Improving the tubes would have to wait, though. When the Second World War broke out, Shockley took an interest in radar development and toured the front lines to train pilots to use their new electronic targeting systems. Shockley was so respected for his mathematical prowess that, near the end of the war, he was asked to predict the casualties American forces could expect in a full-out invasion of Japan. His report ended up influencing one of the biggest decisions in human history: his calculation that a
staggering 400,000 to 800,000 American soldiers would be killed in such an attack made the decision to drop the atomic bomb an easy one.

When the war ended, Shockley returned to Bell Labs and the vacuum tube. With his team, he experimented with different semiconducting materials to see which moved electricity most efficiently. The group eventually settled on germanium and gold, and in 1947 they unveiled the transistor, a chip made from these semiconductor materials which, after some improvements, worked far more efficiently and was much less fragile than the glass vacuum tube. No sooner was it invented, though, than a fight broke out over ownership. Bell Labs patented the device with John Bardeen and Walter Brattain, two of Shockley’s team members, but left his name off the paperwork. There were also questions about whether the team had improperly referenced an earlier patent filed in Canada on a similar device, which was never built. A disgruntled Shockley, described by
Time
magazine as “a very competitive and sometimes infuriating man,” wanted his proper due and set to work on an improved transistor, which he patented himself and unveiled in 1951.
33
Two years later, after being passed up for promotion at Bell Labs because of his difficult personality, he returned to his roots as a visiting professor at the California Institute of Technology. One of his friends there, Arnold Beckman, convinced Shockley to set up his own company as a division of his firm, Beckman Instruments. In 1955 Shockley Semiconductor opened its doors for business in Mountain View, only a few kilometres from Palo Alto, where Shockley had grown up.

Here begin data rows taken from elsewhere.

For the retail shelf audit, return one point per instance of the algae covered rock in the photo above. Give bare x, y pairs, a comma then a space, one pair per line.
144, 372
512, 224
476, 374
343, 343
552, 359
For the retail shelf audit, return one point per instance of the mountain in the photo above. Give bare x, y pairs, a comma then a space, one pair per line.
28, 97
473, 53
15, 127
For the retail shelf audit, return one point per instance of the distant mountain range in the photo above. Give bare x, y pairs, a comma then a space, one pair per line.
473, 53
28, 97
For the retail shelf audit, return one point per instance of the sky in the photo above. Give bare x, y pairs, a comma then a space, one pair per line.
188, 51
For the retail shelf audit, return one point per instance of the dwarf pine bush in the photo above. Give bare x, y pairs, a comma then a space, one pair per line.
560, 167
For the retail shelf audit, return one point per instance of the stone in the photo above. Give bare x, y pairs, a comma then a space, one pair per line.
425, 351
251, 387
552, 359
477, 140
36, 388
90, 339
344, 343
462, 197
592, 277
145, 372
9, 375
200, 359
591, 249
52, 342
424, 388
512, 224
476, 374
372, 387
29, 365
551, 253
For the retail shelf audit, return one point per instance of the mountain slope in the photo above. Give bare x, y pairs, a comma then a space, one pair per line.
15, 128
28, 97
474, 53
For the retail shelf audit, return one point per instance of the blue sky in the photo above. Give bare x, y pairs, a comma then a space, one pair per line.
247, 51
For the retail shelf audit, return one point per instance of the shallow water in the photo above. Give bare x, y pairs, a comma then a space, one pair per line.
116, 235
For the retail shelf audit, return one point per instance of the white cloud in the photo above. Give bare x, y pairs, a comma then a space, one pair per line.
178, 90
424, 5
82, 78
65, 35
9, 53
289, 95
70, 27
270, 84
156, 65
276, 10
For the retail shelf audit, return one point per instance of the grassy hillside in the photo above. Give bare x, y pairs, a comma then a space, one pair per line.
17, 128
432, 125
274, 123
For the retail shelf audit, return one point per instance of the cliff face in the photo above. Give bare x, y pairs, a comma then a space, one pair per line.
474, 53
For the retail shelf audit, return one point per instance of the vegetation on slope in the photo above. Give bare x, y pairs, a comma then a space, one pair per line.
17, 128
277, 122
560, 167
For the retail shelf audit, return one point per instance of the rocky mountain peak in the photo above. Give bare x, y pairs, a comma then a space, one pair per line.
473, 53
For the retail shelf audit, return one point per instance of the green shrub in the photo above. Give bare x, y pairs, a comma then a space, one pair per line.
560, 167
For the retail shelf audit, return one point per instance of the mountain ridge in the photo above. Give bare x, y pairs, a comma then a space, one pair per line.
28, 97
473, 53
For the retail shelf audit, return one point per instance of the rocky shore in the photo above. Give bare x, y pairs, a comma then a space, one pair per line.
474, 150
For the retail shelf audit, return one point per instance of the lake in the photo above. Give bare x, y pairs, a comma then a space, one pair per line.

Ironically, Shockley gave rise to a new epoch, not with something he did but with something he
didn’t
do. After conducting
some experiments with silicon as a semiconductor, he decided against using the material, much to the dismay of several of his researchers, who believed it to be superior to other substances. Eight of his scientists, whom Shockley dubbed the “traitorous eight,” split from his company over the decision and formed their own firm, Fairchild Semiconductor. In 1958 the new firm succeeded in building the first integrated circuit, which packed a number of transistors onto one miniaturized chip. (Texas Instruments, based in Dallas, coincidentally made the same breakthrough at about the same time.) This was the beginning of microelectronics and the official cornerstone of what would come to be known as Silicon Valley. Two of the “traitors,” Robert Noyce and Gordon Moore, left Fairchild in 1968 to form their own company, Intel, in nearby Santa Clara. Today, of course, Intel is the dominant maker of microprocessors while Moore’s famous 1965 prediction that the number of transistors that could be packed onto an integrated circuit roughly doubles every two years has become a “law” that still holds true.